Genome sequencing was used to measure genetic variation in the EDC in the Learning Early about Peanut Allergy (LEAP) study participants. Association tests were done to identify gene- and variant-level predicted deleterious variation associated with AD severity by using the Scoring Atopic Dermatitis (SCORAD) tool (n = 559) at baseline and each follow-up visit, as well as PA and food allergy in peanut avoiders (n = 275). Predicted deleterious variants included missense variants that were frameshift insertions, frameshift deletions, stop-gain mutations, or stop-loss mutations. Associations between variant load, SCORAD score, and PA were tested by using linear and generalized linear regression models.

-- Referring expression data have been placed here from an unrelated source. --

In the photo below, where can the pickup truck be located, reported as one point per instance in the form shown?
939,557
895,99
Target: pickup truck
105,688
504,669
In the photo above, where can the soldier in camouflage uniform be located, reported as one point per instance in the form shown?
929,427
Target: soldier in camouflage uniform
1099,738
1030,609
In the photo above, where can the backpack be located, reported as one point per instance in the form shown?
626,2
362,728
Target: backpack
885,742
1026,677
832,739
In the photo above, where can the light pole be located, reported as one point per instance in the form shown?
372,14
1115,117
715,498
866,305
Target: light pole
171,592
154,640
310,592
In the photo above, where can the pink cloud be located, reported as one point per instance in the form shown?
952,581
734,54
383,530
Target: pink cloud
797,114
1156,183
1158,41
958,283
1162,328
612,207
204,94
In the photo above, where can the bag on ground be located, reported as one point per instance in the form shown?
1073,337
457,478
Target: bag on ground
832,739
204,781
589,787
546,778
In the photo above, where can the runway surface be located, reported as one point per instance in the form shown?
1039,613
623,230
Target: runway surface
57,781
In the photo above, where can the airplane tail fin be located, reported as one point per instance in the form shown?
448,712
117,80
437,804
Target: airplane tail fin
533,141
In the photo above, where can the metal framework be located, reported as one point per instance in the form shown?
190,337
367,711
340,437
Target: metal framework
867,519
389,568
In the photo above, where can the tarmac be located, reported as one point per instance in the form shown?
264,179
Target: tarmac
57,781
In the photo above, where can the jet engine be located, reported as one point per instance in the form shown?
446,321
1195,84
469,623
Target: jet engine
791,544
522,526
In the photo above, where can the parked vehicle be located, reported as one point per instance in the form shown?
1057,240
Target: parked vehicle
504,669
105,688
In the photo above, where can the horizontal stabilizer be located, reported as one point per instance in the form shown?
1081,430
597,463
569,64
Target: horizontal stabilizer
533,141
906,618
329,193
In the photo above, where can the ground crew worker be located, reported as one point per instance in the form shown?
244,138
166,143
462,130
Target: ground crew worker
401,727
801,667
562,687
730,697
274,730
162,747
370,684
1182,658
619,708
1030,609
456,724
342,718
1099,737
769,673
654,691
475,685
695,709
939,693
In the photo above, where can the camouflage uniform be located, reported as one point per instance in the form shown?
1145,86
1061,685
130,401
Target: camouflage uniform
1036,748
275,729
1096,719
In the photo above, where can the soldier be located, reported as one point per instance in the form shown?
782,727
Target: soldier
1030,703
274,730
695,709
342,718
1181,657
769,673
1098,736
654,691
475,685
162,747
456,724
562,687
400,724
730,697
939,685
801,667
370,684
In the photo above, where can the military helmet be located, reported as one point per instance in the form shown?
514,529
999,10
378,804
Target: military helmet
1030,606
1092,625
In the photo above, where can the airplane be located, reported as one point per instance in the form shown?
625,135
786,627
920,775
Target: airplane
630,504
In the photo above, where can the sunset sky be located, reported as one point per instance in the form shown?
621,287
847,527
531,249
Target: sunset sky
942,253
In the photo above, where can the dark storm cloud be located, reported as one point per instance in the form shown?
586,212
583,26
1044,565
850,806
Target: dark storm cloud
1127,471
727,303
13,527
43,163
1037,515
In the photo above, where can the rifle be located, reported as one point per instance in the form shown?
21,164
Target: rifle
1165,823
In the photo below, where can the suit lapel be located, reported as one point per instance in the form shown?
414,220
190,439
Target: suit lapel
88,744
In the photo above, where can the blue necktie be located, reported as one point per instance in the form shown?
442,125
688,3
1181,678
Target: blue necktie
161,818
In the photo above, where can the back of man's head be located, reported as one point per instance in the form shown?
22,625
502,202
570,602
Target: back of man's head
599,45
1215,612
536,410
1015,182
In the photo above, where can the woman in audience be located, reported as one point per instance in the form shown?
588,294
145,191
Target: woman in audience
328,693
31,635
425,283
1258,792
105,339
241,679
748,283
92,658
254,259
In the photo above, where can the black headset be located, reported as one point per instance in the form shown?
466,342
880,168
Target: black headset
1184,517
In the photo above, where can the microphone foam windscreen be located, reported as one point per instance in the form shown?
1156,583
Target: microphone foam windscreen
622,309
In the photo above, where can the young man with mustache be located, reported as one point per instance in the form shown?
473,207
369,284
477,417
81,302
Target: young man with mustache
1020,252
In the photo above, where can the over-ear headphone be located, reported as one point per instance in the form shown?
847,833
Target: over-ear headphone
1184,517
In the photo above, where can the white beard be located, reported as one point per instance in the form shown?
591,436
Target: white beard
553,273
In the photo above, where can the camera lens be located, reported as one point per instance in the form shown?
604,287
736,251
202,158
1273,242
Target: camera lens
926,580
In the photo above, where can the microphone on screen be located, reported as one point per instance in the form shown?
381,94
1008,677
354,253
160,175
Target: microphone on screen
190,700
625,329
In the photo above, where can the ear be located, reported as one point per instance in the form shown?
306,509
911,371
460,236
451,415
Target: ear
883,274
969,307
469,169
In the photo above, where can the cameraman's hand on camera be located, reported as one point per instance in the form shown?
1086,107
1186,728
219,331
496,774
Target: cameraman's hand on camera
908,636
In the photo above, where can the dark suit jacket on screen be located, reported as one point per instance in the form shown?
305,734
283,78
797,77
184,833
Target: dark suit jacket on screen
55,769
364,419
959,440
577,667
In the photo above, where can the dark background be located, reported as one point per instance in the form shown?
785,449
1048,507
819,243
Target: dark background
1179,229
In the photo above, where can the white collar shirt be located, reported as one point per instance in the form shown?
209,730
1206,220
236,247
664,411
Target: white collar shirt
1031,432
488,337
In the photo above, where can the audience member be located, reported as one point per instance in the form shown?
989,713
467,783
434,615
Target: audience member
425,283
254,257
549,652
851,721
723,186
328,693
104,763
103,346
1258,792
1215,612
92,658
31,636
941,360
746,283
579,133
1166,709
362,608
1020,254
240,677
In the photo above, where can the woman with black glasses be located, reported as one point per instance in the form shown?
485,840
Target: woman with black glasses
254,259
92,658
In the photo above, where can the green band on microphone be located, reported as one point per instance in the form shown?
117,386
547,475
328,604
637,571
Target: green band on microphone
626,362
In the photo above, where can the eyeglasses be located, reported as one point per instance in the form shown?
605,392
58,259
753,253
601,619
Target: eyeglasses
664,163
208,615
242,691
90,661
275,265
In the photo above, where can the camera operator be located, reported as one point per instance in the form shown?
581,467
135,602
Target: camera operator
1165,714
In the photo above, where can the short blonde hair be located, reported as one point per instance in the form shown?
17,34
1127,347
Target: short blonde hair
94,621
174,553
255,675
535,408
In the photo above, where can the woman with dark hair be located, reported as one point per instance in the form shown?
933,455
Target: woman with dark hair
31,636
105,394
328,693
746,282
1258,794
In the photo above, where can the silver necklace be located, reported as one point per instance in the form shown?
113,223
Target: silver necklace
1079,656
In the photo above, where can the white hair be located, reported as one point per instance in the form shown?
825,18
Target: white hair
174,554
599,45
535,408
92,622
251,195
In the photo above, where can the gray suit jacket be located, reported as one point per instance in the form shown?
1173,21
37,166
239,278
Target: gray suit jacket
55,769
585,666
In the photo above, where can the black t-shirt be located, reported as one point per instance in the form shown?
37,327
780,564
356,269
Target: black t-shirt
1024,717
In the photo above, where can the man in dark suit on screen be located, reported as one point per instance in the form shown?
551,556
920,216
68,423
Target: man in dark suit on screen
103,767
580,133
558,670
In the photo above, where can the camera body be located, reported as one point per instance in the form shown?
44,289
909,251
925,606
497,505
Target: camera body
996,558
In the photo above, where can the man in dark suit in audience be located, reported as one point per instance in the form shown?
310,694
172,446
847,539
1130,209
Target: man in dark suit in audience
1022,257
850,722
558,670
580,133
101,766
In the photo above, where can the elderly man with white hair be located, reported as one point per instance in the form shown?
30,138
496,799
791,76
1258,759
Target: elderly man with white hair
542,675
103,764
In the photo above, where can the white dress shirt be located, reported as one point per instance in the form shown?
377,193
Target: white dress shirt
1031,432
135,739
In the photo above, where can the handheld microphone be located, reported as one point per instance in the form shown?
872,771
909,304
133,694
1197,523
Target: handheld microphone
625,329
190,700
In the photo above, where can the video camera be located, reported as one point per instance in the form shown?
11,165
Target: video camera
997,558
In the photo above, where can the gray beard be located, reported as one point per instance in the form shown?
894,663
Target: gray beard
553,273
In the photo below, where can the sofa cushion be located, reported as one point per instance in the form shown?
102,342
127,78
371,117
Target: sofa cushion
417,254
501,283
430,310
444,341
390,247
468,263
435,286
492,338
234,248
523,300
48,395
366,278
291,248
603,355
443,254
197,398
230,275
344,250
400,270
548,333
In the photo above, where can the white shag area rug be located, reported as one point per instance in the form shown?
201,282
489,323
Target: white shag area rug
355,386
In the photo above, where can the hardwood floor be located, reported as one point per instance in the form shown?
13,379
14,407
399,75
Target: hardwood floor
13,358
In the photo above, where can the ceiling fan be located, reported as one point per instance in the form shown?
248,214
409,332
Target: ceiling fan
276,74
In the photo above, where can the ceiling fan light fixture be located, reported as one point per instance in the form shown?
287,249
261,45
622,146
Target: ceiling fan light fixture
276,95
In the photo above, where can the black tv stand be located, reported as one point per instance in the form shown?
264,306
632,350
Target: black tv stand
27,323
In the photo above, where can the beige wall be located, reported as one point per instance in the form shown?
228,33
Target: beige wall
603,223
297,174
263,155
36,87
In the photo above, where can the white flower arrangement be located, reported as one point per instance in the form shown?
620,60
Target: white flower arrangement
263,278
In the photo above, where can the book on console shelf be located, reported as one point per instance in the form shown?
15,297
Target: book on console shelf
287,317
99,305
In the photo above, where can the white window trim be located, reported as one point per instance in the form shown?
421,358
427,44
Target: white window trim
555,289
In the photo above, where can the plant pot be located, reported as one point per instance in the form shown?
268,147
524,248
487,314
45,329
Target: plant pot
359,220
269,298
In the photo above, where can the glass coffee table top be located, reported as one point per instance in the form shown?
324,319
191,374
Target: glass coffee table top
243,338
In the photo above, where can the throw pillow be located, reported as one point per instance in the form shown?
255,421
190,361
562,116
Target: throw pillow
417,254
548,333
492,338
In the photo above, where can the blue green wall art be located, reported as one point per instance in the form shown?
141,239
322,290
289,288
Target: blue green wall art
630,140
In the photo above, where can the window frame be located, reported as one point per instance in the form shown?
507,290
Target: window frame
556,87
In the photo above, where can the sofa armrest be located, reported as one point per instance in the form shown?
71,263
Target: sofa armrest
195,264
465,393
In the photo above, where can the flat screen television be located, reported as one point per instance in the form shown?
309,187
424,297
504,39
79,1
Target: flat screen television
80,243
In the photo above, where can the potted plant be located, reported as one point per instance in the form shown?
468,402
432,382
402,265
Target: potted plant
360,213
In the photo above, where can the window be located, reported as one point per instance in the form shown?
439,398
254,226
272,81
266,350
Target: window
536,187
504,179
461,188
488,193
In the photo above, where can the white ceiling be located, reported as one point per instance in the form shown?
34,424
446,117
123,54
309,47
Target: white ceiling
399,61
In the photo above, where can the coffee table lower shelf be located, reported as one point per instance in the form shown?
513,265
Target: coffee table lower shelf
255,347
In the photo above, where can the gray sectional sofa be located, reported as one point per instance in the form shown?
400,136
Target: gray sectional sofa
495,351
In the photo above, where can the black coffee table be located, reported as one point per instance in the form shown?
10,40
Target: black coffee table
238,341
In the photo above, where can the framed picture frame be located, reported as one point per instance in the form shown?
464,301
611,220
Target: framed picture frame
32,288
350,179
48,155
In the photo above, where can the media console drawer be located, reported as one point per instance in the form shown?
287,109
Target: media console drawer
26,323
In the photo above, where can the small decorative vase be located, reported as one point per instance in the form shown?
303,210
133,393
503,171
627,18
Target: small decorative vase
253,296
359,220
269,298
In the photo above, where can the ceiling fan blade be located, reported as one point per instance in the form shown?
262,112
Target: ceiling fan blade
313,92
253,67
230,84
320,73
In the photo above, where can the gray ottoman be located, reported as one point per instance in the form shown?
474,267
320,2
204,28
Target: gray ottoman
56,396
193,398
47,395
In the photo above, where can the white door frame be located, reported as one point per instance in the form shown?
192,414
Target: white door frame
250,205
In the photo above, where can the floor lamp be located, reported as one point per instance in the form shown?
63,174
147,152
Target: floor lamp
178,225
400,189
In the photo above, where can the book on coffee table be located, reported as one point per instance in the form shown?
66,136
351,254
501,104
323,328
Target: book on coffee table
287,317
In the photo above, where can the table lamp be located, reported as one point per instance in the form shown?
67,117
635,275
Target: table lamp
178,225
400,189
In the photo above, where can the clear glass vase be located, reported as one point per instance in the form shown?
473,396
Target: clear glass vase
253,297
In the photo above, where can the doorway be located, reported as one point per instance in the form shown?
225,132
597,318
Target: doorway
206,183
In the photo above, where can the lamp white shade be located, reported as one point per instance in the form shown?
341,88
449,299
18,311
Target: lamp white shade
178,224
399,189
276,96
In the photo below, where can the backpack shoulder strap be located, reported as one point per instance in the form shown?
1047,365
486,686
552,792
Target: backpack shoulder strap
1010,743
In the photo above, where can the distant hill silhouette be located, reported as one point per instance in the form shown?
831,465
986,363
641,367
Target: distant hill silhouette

The genes FLG, FLG2, HRNR, and TCHH1 harbored the most predicted deleterious variation (30, 6, 3, and 1 variant, respectively). FLG variants were associated with SCORAD score at all time points; 4 variants (R1798X, R501X, S126X, and S761fs) drove the association with SCORAD score at each time point, and higher variant load was associated with greater AD severity over time. There was an association between these variants and PA, which remained significant independent of baseline AD severity (odds ratio = 2.63 [95% CI = 1.11-6.01] [P = .02]).
Variation in FLG predicted to be deleterious is associated with AD severity at baseline and longitudinally and has an association with PA independent of baseline severity.
1号染色体上表皮分化复合体(EDC)的有害变异是特应性皮炎(AD)的一个众所周知的遗传决定因素,并且在基于人群的研究中已与花生过敏(PA)风险相关。
我们的目的是确定EDC中的遗传变异对AD病程及生命早期PA风险的影响。
在“早期了解花生过敏”(LEAP)研究参与者中,使用基因组测序来测量EDC中的遗传变异。通过使用“特应性皮炎评分”(SCORAD)工具,在基线及每次随访时进行关联测试,以识别与AD严重程度相关的基因和变异水平的预测有害变异(n = 559),以及花生回避者中的PA和食物过敏(n = 275)。预测的有害变异包括移码插入、移码缺失、无义突变或延长突变的错义变异。通过使用线性和广义线性回归模型测试变异负荷、SCORAD评分和PA之间的关联。
FLG、FLG2、HRNR和TCHH1基因具有最多的预测有害变异(分别为30、6、3和1个变异)。FLG变异在所有时间点均与SCORAD评分相关;4个变异(R1798X、R501X、S126X和S761fs)在每个时间点驱动与SCORAD评分的关联,并且随着时间的推移,更高的变异负荷与更严重的AD相关。这些变异与PA之间存在关联,独立于基线AD严重程度时仍具有显著性(比值比 = 2.63 [95% CI = 1.11 - 6.01] [P = 0.02])。
预测为有害的FLG变异与基线及纵向的AD严重程度相关,并且与PA存在关联,独立于基线严重程度。